In an interview, Peter Robinson [‘79], a former speechwriter to President Ronald Reagan and a fellow at the Hoover Institution at Stanford University, said that attitude was typical of Mr. Rago, a longtime friend and 2010 media fellow at Hoover.

“Joe was an intellectual fighter but there was also just a wonderful sweetness about him,” he said.

He praised Mr. Rago’s rigorous approach to opinion writing, saying Mr. Rago always presented the information readers needed to have to assess his conclusions.

“That’s very rare,” Mr. Robinson said. “Joe was never just mouthing off. He was doing the hard work of real journalism.”

The Journal has also published a compendium of Joe’s finest writing.

When Joe won his Pulitzer, I noted:

On occasion I will read an article and find myself pausing to observe that the quality of its writing is exceptional. I automatically look to the byline to see the author’s name. This was often the case in years past when Joe Rago ‘05 was Editor-in-Chief of the Dartmouth Review.

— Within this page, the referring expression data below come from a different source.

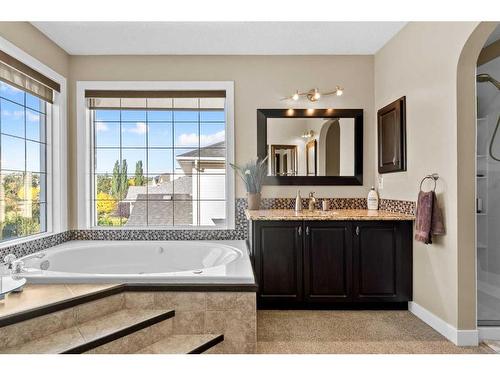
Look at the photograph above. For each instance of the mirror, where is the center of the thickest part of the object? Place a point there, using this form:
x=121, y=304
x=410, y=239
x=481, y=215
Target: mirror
x=311, y=147
x=283, y=160
x=314, y=147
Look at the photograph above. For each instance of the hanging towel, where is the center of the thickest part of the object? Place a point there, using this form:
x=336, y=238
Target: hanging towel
x=429, y=219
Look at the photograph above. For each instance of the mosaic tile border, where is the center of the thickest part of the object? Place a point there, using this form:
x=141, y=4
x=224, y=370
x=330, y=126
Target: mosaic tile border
x=394, y=205
x=33, y=246
x=239, y=233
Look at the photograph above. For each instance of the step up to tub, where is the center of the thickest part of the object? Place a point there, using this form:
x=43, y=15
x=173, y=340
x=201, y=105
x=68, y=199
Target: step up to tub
x=94, y=333
x=183, y=344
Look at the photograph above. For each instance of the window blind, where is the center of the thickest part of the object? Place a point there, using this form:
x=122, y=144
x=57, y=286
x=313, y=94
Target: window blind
x=18, y=74
x=156, y=100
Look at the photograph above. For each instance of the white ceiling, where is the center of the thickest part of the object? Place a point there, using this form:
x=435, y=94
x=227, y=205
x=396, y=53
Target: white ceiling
x=220, y=38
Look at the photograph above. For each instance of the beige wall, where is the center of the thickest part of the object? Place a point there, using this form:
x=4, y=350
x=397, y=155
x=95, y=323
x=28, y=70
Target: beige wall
x=421, y=63
x=30, y=40
x=260, y=82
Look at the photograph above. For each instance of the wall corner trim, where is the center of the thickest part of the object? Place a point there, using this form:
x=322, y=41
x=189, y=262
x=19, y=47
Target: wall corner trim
x=456, y=336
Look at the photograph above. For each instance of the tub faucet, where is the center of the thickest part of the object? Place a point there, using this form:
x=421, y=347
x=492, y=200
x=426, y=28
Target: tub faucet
x=15, y=265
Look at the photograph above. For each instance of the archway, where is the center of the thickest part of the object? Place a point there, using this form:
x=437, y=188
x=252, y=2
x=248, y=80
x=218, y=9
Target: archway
x=466, y=179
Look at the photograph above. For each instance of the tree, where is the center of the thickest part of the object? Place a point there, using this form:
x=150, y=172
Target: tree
x=139, y=174
x=124, y=179
x=104, y=184
x=115, y=181
x=105, y=204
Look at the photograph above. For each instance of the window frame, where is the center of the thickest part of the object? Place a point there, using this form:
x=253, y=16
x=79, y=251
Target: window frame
x=56, y=154
x=84, y=147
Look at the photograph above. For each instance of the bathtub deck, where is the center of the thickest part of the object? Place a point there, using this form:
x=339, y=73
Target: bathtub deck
x=35, y=297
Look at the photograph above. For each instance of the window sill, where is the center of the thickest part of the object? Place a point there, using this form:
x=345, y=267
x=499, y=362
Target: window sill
x=20, y=241
x=200, y=228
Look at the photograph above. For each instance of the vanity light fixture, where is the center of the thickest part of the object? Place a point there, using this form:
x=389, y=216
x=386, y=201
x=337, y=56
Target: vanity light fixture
x=308, y=134
x=314, y=95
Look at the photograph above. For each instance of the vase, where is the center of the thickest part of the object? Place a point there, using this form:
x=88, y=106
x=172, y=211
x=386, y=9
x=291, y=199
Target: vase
x=253, y=201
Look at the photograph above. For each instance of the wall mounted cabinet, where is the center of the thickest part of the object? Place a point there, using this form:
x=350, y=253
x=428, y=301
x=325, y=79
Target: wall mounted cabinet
x=332, y=263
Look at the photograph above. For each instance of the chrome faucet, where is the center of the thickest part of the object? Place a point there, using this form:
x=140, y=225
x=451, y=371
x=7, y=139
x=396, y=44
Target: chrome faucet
x=15, y=265
x=312, y=201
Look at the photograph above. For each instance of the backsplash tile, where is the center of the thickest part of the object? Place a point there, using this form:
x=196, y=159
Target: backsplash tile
x=239, y=233
x=33, y=246
x=394, y=205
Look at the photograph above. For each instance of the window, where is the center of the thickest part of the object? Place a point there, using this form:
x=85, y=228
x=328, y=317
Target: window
x=23, y=166
x=158, y=161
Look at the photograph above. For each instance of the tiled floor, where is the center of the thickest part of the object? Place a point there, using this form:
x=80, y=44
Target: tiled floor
x=351, y=332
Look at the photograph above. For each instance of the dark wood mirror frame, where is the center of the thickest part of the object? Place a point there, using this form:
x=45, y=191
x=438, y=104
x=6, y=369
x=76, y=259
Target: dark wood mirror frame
x=357, y=114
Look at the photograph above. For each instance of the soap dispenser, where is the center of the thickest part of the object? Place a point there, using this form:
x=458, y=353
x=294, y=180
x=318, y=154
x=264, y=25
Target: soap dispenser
x=372, y=200
x=312, y=201
x=298, y=202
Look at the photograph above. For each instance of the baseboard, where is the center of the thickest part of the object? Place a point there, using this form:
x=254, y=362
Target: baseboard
x=456, y=336
x=489, y=333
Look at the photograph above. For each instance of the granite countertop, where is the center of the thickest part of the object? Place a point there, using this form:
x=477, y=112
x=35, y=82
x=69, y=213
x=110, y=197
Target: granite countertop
x=343, y=214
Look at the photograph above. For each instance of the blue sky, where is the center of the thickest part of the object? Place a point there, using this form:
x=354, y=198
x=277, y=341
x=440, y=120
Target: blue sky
x=167, y=133
x=13, y=116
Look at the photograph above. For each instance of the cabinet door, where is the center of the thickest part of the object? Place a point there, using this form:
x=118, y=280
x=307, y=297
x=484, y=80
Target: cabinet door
x=327, y=262
x=278, y=260
x=382, y=262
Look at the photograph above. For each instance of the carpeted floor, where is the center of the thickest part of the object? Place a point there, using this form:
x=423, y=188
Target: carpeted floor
x=355, y=332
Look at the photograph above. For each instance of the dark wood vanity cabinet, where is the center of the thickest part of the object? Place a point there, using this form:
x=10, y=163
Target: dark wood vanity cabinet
x=327, y=270
x=332, y=263
x=279, y=271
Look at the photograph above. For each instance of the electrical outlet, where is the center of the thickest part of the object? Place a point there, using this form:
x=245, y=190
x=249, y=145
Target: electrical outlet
x=380, y=182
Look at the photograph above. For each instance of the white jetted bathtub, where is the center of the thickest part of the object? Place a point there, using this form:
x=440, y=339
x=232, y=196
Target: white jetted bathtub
x=200, y=262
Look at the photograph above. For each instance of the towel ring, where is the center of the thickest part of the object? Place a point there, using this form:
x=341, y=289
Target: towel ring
x=433, y=177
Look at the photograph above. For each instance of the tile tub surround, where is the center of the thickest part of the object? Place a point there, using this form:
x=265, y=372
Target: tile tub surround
x=233, y=314
x=331, y=215
x=239, y=233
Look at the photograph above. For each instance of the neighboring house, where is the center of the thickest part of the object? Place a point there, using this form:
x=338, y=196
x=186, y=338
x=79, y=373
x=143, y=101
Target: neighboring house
x=154, y=204
x=209, y=163
x=177, y=202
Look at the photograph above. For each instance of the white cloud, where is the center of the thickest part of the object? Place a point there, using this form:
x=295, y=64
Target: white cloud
x=191, y=139
x=31, y=116
x=140, y=128
x=101, y=127
x=15, y=114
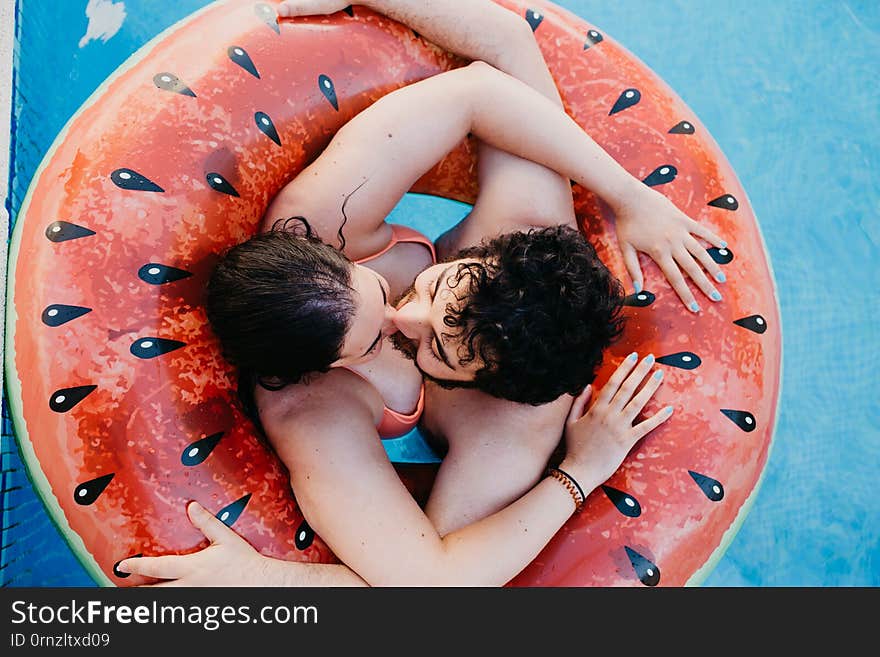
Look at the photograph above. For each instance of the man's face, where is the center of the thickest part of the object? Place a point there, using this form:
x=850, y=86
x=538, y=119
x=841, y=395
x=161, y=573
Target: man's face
x=414, y=322
x=423, y=335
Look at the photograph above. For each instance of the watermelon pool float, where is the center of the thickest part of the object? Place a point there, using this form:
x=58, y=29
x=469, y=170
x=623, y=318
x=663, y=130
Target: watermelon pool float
x=124, y=409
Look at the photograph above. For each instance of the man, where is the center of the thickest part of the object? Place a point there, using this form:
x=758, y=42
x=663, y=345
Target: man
x=471, y=511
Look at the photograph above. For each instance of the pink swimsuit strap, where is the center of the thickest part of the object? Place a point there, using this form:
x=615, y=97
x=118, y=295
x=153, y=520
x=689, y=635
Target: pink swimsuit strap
x=403, y=234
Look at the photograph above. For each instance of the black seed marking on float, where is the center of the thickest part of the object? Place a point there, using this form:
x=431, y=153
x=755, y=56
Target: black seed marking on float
x=685, y=360
x=157, y=274
x=721, y=256
x=238, y=55
x=61, y=231
x=661, y=175
x=116, y=570
x=64, y=399
x=626, y=100
x=593, y=37
x=325, y=84
x=534, y=18
x=57, y=314
x=743, y=419
x=133, y=181
x=267, y=15
x=754, y=323
x=625, y=503
x=87, y=492
x=304, y=536
x=198, y=451
x=172, y=83
x=219, y=184
x=647, y=572
x=711, y=487
x=725, y=202
x=639, y=299
x=682, y=128
x=151, y=347
x=264, y=123
x=229, y=514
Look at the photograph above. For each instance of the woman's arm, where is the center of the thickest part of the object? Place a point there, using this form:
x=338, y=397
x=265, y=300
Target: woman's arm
x=645, y=220
x=352, y=498
x=392, y=143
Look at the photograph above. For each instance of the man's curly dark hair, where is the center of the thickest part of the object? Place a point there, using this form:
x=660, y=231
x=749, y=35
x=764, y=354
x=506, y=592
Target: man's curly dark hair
x=540, y=309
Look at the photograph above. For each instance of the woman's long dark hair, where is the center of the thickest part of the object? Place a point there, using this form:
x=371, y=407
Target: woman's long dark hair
x=281, y=304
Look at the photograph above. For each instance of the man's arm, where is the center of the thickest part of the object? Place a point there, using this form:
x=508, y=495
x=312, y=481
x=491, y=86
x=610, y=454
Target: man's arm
x=353, y=498
x=514, y=194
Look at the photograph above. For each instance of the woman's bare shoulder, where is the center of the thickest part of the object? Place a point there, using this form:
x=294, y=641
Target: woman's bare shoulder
x=321, y=399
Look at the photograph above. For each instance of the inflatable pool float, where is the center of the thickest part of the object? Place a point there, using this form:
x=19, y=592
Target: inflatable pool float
x=123, y=407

Addendum: A former news managing editor for the D writes in:

Big loss for the College, Phi Delt, and the Journal. Joe had a knack for distilling his arguments in a clear and compelling way, and was an inspiration for many campus journalists — myself included. Not to mention, the members of his class at Phi Delt singlehandedly saved their house from de-recognition and brought it back to its status as a campus institution.